The removal of foreign content restrictions has been a highly visible change in the Canadian pension environment. Less visible, yet no less significant, have been the increased numbers of plans facing a shortfall. Given such changes, plan sponsors have had good reason to consider the ways in which their pensions are managed. And that includes looking at the multitude of investment options now available to them.

The last 10 years have seen very little deviation away from the typical equity/fixed income allocations in Canadian pension funds. Indeed, for funds with assets greater than $1 billion, the average asset mix still follows a traditional 60/40 allocation between equities and bonds. At the same time, the split between foreign and domestic equities is roughly even,1 with equities as the key driver behind pension returns. Recent history has seen Canadian plan sponsors benefit from their relatively high allocations to outperforming domestic equities. And, due to the red-hot performance of Canadian equities, there is little appetite among plan sponsors to lower their allocations. Indeed, any increases to foreign equity are typically performed through new contributions or at the expense of domestic fixed income allocations.

Is this recent outperformance in Canadian markets a carryover from the days of foreign content restrictions? Perhaps. In some ways, the foreign property rule acted as a form of legislated home country bias. At the same time, Canadian equity markets are decidedly slanted toward resource-based industries and we currently find ourselves in the midst of a cyclical resource boom. But how long can this resource-fuelled outperformance last?

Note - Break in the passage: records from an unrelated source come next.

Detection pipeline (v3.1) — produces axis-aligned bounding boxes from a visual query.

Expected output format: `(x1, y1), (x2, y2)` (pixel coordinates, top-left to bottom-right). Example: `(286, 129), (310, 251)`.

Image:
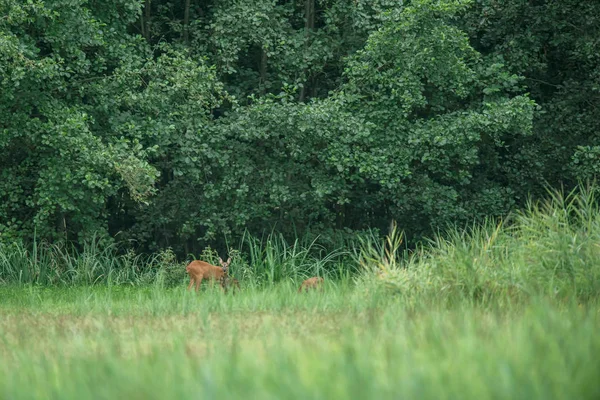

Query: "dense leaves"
(0, 0), (600, 252)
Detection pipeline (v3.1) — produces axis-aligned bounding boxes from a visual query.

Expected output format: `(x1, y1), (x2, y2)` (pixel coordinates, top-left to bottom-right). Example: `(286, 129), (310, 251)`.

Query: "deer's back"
(185, 260), (223, 278)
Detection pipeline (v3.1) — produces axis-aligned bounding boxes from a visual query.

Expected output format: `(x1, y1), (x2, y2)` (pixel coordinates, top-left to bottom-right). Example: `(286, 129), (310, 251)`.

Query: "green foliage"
(0, 285), (600, 400)
(0, 0), (600, 256)
(360, 187), (600, 303)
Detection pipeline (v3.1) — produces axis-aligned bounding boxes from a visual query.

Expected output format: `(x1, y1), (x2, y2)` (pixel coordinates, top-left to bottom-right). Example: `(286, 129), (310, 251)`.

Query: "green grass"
(0, 185), (600, 400)
(0, 284), (600, 400)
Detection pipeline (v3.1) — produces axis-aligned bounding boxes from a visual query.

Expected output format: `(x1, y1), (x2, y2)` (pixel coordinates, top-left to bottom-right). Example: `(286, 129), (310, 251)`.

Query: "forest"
(0, 0), (600, 256)
(0, 0), (600, 400)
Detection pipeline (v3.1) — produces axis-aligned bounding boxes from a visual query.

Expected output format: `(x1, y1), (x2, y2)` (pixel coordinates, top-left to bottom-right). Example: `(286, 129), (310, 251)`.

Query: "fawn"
(185, 257), (233, 292)
(298, 276), (323, 293)
(221, 275), (240, 293)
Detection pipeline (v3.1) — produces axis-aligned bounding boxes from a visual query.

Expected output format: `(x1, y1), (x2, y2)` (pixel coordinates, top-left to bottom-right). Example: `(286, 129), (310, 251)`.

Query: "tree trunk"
(259, 48), (268, 94)
(142, 0), (152, 41)
(183, 0), (190, 43)
(298, 0), (315, 102)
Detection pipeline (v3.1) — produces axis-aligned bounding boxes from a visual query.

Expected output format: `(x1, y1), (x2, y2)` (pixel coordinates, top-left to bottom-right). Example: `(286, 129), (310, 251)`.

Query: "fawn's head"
(219, 257), (231, 274)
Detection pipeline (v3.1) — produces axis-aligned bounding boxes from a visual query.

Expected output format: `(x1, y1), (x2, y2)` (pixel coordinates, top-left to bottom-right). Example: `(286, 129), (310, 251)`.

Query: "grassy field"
(0, 284), (600, 399)
(0, 186), (600, 400)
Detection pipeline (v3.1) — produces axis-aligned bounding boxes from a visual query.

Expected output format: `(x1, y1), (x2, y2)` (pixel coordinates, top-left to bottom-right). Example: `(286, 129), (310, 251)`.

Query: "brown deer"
(298, 276), (323, 293)
(221, 275), (240, 293)
(185, 257), (231, 292)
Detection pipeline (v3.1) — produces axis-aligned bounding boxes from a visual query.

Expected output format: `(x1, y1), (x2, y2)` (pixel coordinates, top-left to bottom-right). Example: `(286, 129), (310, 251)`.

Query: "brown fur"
(185, 258), (231, 292)
(298, 276), (323, 293)
(221, 275), (240, 293)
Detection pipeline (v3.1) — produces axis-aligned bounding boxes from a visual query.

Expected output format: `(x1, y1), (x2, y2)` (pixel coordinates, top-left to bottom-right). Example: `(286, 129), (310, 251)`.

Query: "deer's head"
(219, 257), (231, 275)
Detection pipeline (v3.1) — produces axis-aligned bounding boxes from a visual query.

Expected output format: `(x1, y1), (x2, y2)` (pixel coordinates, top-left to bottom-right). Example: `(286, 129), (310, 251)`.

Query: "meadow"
(0, 188), (600, 399)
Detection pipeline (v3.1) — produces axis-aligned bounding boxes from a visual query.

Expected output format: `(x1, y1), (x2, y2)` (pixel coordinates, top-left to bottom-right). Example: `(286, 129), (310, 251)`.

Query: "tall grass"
(358, 187), (600, 301)
(0, 282), (600, 400)
(0, 233), (354, 286)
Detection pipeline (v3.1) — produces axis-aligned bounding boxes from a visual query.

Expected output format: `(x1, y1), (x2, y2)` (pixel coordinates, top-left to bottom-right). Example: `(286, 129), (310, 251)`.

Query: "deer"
(298, 276), (323, 293)
(221, 275), (240, 293)
(185, 257), (232, 292)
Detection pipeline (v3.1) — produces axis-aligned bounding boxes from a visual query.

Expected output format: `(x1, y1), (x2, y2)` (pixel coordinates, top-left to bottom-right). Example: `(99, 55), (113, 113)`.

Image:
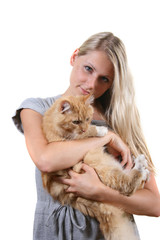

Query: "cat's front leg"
(96, 126), (108, 137)
(83, 125), (108, 138)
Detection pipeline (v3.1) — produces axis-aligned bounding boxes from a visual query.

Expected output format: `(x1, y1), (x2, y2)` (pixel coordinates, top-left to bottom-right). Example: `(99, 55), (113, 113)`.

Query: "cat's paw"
(134, 154), (149, 181)
(96, 126), (108, 137)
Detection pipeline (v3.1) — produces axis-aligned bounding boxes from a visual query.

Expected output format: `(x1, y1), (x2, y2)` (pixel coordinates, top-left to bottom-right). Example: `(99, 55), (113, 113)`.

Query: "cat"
(42, 96), (149, 240)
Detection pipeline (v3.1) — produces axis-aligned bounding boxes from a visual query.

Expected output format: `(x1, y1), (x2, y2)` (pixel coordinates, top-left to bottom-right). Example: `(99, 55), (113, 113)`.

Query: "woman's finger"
(53, 176), (70, 185)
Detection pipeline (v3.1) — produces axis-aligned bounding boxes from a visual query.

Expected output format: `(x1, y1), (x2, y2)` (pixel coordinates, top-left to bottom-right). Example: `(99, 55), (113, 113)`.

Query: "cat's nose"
(81, 129), (86, 132)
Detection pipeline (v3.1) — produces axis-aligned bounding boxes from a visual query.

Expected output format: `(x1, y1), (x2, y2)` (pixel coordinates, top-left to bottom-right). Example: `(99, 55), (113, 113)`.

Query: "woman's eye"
(102, 77), (109, 83)
(85, 66), (92, 72)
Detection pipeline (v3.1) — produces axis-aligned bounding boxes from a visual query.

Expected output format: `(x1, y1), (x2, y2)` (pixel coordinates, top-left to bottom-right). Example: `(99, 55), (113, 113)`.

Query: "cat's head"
(58, 96), (93, 138)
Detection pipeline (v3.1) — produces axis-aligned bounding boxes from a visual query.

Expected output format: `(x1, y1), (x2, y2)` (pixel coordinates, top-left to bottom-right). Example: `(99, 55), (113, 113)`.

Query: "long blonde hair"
(78, 32), (154, 172)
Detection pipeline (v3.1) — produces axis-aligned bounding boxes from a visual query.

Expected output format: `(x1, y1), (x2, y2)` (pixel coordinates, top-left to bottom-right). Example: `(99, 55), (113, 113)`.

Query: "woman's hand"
(106, 131), (133, 169)
(54, 163), (105, 201)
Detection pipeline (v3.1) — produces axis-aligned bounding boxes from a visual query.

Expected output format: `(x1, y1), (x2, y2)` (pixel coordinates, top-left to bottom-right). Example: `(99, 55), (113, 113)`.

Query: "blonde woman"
(13, 32), (160, 240)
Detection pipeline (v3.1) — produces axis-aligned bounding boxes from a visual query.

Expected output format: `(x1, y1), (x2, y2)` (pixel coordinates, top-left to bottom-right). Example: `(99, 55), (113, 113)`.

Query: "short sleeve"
(12, 95), (60, 133)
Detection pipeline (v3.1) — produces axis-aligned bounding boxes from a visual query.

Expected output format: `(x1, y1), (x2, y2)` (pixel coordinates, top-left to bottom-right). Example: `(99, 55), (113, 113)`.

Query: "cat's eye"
(72, 120), (81, 125)
(84, 66), (92, 72)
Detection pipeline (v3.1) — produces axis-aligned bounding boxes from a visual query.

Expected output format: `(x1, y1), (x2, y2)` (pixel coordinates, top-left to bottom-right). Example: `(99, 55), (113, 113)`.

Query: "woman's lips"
(80, 87), (90, 95)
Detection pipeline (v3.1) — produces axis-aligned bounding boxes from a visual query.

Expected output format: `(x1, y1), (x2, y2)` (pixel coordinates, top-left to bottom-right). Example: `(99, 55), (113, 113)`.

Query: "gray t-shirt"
(13, 95), (104, 240)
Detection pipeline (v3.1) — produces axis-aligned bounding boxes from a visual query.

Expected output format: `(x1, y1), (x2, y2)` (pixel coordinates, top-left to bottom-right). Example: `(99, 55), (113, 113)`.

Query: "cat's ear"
(85, 94), (94, 105)
(60, 100), (71, 113)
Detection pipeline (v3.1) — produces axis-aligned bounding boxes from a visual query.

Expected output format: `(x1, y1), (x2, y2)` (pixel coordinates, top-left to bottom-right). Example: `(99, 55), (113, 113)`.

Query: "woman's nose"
(86, 77), (97, 90)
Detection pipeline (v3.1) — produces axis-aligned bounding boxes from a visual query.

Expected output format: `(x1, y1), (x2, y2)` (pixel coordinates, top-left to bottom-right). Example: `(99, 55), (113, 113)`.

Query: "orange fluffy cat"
(42, 96), (149, 240)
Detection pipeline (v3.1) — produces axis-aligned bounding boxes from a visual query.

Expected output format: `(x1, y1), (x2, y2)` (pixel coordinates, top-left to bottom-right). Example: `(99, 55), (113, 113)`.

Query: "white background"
(0, 0), (160, 240)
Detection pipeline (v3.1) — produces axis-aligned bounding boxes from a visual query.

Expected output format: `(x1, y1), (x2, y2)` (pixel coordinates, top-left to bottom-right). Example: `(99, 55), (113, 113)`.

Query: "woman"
(13, 32), (160, 240)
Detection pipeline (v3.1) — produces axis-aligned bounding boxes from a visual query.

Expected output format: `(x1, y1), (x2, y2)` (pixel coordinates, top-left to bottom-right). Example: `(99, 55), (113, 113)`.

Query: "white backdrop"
(0, 0), (160, 240)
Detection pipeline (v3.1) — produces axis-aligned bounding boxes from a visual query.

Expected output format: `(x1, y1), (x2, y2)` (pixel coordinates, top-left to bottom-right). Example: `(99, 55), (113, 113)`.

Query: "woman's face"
(68, 50), (114, 98)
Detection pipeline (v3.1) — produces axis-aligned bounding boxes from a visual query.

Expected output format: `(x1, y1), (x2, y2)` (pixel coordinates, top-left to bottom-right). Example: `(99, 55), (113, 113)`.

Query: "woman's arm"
(21, 109), (132, 172)
(61, 164), (160, 217)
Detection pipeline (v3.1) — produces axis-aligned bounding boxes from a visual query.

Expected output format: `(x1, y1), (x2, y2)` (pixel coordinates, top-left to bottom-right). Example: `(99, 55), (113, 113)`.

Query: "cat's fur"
(42, 96), (149, 240)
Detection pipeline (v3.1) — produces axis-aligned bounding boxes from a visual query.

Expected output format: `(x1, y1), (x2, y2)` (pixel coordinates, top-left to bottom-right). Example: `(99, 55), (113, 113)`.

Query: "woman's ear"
(70, 48), (79, 66)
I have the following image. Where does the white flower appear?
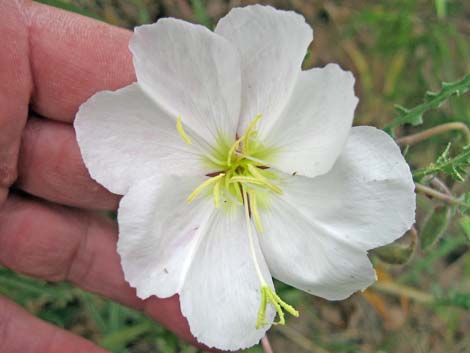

Whatever the case, such recent improvements in asset returns have not been enough to reverse the steady decline in pension health. Generally speaking, plan liabilities have grown at a faster rate than assets, largely because of persistently low interest rates. The Office of the Superintendent of Financial Institutions(OSFI), estimates as many as three-quarters of defined benefit pension plans have a solvency ratio of less than one. Indeed, the Ontario Teachers’ Pension Plan consistently exceeds their benchmark(as of December 31, 2005, four-year return = 11.6% vs. benchmark = 7.7%), yet the funding ratio is only 84%, and President and CEO Claude Lamoureux is calling for benefit cuts and contribution hikes.

Alternative approach
Plan sponsors today are faced with many issues beyond their realm of control, such as low interest rates, diminished equity risk premiums, increased life expectancies and anticipated regulatory changes. However, waiting for these elements to align into more favourable circumstances is not a prudent strategy. One alternative approach to pension management that attempts to better manage plan funding status has been put forth by M. Barton Waring. Called “Liability-Relative Strategic Asset Allocation Policies,” one of its main tenets suggests doing away with the traditional asset-centric method of investing and adopting a more liability-relative approach. If the ultimate goal of plan sponsors is to manage the health of the pension plan, then the objective should be to either maximize surplus or minimize deficits while controlling for the volatility of that surplus or deficit. Waring’s paper suggests plan sponsors employing this method will have greater success in controlling the funding risk of pensions.

No matter how pension management evolves, it is evident that the status quo has not served plan sponsors as well in recent years. By evolving to a more fully integrated asset/liability process, pensions should be able to improve the health of their plans regardless of the conditions found in the marketplace.

1. Source: RBC Dexia Investor Services—Plans Over $1 Billion Universe.